Due to the occasional hard landing and the fact that I wanted the camera to descend at least somewhat vertically, I have created the following modification for this setup. You first need to cut a small 1/4 inch slot in the back of the payload bay about 2 inches from the top. It should line up approximately with the lens view port cutout on the other side of the payload tube. This slot is indicated below.

You now need to feed the shock cord from your second Stormcaster kit through the slot and into the body tube. Make sure it goes in flat and not twisted.

Now you want to create a tri fold paper glue mount using this end of the shock cord. You should place this mount towards the bottom of the payload bay inside. A closeup of this is shown below. The cord should come in taut and flat and directly into it's mount. You do NOT want any slack in this joint. The mount of the lower shock cord is also visible in this image.

You should now cut a notch in the coupler tub which mates with the payload bay.
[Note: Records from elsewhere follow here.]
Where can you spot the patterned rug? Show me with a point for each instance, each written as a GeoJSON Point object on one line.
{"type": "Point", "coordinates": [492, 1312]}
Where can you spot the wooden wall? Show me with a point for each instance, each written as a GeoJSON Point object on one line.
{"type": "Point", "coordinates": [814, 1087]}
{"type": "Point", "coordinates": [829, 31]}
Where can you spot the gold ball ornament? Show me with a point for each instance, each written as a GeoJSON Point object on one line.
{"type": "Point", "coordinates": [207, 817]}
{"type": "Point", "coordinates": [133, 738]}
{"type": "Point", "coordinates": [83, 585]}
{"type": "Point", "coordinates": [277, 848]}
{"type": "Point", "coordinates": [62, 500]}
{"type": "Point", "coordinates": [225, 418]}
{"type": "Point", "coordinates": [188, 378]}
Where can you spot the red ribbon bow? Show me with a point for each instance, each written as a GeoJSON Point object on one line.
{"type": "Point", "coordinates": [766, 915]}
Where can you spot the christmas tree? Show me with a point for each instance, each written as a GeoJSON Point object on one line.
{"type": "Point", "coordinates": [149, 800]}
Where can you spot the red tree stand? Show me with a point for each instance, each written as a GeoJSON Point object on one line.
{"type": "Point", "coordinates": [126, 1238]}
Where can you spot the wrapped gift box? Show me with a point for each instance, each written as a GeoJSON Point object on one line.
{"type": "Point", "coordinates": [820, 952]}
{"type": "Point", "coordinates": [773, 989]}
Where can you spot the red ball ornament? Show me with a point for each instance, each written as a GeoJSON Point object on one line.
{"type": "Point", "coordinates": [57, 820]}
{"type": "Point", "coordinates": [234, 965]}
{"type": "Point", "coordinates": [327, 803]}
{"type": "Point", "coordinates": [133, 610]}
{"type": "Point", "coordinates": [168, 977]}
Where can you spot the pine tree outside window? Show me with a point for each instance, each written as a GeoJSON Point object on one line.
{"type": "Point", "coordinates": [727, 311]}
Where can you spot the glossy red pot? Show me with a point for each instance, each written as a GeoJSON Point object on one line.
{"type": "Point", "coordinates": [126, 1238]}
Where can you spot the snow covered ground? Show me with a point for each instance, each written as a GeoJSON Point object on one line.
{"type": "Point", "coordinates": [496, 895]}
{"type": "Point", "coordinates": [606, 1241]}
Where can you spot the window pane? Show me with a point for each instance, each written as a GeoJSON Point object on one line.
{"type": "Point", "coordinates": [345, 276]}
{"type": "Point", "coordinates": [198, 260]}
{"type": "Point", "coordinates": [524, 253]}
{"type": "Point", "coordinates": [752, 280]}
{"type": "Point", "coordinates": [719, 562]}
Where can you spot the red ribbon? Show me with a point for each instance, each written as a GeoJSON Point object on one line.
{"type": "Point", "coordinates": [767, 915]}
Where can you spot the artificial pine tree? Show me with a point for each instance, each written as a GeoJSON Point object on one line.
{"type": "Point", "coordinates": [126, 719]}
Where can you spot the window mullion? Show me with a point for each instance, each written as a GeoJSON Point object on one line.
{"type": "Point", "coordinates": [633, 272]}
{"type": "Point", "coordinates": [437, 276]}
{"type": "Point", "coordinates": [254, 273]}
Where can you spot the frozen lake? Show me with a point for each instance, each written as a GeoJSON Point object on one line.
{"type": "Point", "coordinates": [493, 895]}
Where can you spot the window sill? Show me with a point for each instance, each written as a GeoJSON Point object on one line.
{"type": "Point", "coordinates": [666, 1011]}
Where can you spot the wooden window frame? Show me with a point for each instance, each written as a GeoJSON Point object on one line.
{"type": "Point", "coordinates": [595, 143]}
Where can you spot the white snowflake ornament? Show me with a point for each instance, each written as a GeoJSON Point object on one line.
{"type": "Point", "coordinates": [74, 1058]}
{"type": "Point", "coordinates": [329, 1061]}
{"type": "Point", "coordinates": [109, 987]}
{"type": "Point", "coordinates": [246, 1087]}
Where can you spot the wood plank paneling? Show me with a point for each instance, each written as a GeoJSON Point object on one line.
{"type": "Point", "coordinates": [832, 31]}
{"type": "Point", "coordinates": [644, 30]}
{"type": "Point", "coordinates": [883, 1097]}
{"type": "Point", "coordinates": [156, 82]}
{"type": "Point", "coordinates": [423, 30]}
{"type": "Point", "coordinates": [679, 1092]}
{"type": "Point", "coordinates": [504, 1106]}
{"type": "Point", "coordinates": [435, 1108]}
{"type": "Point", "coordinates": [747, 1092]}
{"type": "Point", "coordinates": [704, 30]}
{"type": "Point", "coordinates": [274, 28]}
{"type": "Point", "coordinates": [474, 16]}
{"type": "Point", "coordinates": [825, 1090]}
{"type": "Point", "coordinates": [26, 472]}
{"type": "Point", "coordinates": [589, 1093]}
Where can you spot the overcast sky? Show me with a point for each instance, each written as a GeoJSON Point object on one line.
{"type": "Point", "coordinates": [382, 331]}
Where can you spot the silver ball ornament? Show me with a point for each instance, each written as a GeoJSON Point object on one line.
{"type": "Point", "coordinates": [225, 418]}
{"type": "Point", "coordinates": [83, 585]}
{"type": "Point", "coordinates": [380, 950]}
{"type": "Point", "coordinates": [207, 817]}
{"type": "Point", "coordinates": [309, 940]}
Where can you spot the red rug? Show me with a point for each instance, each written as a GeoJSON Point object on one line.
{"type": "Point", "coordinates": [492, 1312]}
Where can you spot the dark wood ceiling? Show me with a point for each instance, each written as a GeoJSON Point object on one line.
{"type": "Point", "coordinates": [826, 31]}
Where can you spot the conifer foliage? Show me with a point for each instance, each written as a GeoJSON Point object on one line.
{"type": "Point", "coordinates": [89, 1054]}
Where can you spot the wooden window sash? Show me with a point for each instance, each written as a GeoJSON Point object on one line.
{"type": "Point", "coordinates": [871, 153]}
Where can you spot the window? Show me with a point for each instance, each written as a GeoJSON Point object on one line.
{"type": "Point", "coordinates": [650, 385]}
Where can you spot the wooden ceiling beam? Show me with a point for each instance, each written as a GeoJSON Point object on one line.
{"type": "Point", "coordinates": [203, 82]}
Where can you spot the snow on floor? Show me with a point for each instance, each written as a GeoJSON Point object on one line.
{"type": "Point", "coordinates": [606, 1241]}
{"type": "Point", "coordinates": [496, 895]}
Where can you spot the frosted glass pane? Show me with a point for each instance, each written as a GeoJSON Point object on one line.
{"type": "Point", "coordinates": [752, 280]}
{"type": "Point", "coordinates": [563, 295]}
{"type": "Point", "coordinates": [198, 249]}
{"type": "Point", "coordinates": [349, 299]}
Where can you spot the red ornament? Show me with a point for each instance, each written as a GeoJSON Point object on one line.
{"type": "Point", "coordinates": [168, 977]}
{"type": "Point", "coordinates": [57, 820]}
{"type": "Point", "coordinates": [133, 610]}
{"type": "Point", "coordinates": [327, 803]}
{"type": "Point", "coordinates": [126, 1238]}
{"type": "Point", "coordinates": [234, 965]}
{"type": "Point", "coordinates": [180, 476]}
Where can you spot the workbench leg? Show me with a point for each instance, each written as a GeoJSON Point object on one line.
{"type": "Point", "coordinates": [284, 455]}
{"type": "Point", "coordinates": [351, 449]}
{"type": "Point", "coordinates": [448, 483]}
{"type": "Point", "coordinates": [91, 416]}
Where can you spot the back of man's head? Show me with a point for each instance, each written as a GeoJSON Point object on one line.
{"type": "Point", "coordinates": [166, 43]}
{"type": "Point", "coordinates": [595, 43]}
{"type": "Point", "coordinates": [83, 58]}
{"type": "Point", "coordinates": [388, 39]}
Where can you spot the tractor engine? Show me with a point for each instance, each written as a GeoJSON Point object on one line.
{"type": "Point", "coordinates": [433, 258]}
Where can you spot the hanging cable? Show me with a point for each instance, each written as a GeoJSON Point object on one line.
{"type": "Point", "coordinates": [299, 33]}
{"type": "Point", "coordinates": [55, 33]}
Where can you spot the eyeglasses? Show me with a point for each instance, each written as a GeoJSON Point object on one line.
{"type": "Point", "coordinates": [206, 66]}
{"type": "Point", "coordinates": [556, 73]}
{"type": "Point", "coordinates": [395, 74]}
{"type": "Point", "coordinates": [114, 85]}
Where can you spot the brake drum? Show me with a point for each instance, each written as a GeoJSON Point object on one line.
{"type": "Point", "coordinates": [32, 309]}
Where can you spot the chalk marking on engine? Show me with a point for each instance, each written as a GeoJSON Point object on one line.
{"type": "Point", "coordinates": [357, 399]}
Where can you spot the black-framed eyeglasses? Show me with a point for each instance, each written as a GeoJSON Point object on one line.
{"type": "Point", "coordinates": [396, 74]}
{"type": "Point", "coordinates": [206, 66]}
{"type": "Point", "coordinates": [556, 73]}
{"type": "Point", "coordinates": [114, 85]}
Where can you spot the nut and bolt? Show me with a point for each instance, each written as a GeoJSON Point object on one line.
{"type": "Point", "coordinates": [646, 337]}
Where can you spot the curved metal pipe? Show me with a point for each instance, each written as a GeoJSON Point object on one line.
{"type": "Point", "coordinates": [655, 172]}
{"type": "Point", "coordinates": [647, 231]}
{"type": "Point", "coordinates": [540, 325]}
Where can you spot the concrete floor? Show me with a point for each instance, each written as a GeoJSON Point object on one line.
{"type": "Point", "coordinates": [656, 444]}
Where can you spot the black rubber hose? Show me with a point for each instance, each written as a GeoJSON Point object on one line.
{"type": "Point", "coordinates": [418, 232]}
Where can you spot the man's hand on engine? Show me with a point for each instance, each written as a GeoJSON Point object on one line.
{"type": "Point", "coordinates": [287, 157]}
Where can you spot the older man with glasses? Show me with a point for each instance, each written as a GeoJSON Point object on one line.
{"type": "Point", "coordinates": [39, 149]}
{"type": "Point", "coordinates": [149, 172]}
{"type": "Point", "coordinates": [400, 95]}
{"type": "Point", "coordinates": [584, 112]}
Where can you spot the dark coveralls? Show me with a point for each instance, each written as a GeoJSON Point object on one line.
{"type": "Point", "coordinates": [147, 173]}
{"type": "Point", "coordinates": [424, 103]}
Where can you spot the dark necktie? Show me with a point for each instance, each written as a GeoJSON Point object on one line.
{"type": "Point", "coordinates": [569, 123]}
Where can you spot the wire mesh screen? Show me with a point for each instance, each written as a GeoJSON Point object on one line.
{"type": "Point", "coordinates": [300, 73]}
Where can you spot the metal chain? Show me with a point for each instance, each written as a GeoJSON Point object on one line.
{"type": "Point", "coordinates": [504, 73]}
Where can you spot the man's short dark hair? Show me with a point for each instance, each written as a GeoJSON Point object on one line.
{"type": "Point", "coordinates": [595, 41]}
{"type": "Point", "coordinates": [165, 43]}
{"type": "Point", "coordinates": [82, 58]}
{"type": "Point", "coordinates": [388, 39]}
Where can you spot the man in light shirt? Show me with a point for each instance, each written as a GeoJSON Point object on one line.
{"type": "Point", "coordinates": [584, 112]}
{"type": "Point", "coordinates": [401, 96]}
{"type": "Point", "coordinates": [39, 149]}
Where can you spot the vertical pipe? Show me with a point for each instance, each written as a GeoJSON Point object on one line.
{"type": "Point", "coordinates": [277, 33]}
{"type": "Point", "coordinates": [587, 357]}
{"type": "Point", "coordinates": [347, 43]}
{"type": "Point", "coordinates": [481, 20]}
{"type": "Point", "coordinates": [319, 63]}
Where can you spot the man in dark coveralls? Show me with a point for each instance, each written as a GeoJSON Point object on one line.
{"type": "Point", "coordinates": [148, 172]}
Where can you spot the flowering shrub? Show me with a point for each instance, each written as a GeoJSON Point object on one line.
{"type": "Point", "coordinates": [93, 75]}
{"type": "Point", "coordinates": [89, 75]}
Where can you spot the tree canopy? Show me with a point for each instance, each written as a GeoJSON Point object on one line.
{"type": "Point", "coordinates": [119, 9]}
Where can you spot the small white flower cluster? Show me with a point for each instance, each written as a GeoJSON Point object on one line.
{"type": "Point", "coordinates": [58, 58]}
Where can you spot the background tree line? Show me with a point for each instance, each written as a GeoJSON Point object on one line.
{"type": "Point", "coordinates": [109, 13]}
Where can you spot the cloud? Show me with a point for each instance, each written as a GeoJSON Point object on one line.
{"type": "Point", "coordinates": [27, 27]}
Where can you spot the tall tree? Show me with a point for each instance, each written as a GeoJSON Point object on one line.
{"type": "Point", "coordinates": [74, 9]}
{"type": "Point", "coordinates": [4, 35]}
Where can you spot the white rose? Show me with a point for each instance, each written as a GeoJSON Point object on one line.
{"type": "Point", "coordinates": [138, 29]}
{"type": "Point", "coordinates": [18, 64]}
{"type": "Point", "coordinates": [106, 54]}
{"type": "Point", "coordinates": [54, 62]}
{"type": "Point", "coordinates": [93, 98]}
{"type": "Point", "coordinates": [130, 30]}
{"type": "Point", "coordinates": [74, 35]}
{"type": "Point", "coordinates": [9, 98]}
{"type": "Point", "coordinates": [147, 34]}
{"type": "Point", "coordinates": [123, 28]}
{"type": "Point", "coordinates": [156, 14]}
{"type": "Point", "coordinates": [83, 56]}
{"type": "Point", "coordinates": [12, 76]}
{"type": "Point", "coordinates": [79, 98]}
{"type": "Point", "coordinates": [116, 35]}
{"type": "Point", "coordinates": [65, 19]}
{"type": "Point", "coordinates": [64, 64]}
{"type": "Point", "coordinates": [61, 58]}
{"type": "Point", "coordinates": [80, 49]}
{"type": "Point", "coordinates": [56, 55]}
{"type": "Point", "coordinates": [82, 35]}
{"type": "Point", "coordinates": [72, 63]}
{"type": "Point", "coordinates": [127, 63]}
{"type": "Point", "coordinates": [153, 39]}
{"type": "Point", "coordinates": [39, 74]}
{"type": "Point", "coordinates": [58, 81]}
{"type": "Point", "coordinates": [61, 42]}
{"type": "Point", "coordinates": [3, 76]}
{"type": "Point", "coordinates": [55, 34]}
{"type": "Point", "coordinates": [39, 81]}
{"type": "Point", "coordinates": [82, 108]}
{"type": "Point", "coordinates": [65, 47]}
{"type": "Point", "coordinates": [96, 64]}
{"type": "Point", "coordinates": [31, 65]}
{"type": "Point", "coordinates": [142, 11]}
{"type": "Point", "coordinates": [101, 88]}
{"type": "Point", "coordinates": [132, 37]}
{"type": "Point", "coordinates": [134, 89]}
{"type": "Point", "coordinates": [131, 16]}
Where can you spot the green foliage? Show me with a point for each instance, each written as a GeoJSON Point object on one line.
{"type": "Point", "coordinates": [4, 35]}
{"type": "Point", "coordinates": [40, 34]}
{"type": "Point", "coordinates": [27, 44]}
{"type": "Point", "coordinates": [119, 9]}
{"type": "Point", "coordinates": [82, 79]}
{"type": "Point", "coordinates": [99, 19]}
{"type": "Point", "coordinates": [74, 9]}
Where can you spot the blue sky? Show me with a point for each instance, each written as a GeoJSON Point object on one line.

This will allow this new shock cord to be passed into the lower body tube where it is tied to the parachute. I recommend using a swivel for the shock cord to parachute attachment so that the camera assembly does not spin on the way down. However, you want to use a strong swivel sense it will be carrying the weight of the entire rocket assembly. It does not need to be as strong as you would think though because the shock of ejection is still absorbed by the lower shock cord. The swivel only connects to the parachute, supporting the rocket's weight on the way down.

This next image below shows the new shock cord tightly laying against the payload bay and passing through it's notch in the lower section. That's it! Now you're ready to launch!

These are frame captures from some of my recorded video.




These clips are compressed for bandwidth purposes and do not represent the full capabilities of the camera. They are a good representation however.